Волосы свободно падают на плечи. Голову она держит высоко — не от гордости, а просто потому, что она такая красивая и смелая. Глаза горячие, лукавые и такие глубокие, что в них отражается весь мир. Глядя в такие глаза, нельзя покривить душой. Они напоминают глаза матери, но в них больше молодости, больше огня, как у Кюлли…

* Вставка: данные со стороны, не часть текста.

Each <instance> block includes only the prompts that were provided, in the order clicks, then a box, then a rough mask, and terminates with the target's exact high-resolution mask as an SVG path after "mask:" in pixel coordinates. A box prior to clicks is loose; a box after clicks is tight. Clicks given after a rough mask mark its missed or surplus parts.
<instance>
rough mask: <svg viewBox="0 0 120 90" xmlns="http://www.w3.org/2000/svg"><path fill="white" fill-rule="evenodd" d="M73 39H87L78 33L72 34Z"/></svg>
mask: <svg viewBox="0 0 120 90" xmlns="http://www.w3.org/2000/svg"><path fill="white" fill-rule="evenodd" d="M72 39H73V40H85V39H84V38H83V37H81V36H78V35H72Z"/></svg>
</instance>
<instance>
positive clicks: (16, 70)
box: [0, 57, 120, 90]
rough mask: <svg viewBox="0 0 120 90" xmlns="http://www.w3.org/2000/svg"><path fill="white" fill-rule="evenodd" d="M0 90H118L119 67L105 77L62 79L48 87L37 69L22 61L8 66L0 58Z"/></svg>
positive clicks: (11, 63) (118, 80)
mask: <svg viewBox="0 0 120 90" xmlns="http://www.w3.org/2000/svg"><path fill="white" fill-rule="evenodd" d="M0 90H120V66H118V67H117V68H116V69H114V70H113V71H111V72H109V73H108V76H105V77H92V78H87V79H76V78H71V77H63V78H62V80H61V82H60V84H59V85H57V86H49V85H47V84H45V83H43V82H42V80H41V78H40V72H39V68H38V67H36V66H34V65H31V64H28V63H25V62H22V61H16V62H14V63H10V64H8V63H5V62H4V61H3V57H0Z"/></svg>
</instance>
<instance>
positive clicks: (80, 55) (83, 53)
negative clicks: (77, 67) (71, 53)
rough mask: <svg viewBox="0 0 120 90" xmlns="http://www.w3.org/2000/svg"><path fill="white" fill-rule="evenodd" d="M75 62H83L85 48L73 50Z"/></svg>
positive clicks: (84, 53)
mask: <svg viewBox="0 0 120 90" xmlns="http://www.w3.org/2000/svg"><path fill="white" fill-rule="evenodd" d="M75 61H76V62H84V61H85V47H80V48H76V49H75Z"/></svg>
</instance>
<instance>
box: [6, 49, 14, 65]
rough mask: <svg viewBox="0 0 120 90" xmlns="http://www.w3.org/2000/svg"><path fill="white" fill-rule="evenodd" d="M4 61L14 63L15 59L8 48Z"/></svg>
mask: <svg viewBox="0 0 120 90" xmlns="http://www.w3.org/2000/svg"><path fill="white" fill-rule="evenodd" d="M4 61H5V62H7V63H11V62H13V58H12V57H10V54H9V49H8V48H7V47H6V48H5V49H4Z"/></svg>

«Вот оно что, — рассмеялся сумрак, — вот, значит, какая тебе нужна сестрица. И что же дальше?»

— Нрав у нее озорной, почти отчаянный. Старые люди говорят, что и для парня-то это слишком, не то что для девушки. Но ее и это красит. В такие вот зимние сумерки она возвращается с лыжной прогулки и влетает в дом с таким шумом, что двери стонут. Потом она бросается мне на колени, кладет руки на мои плечи, лукаво заглядывает в глаза и говорит:

«Что это ты опять пригорюнился, братец?»

Мне сразу становится веселее, но я все-таки отвечаю ей строго:

«Какой ты еще ребенок, Майю. Настоящий сорванец. Руки холодные… и шум такой поднимаешь…»

«А ты просто бука! Сидишь тут, словно монах. То ли дело — мчаться с горы на лыжах так, что снег взвивается!»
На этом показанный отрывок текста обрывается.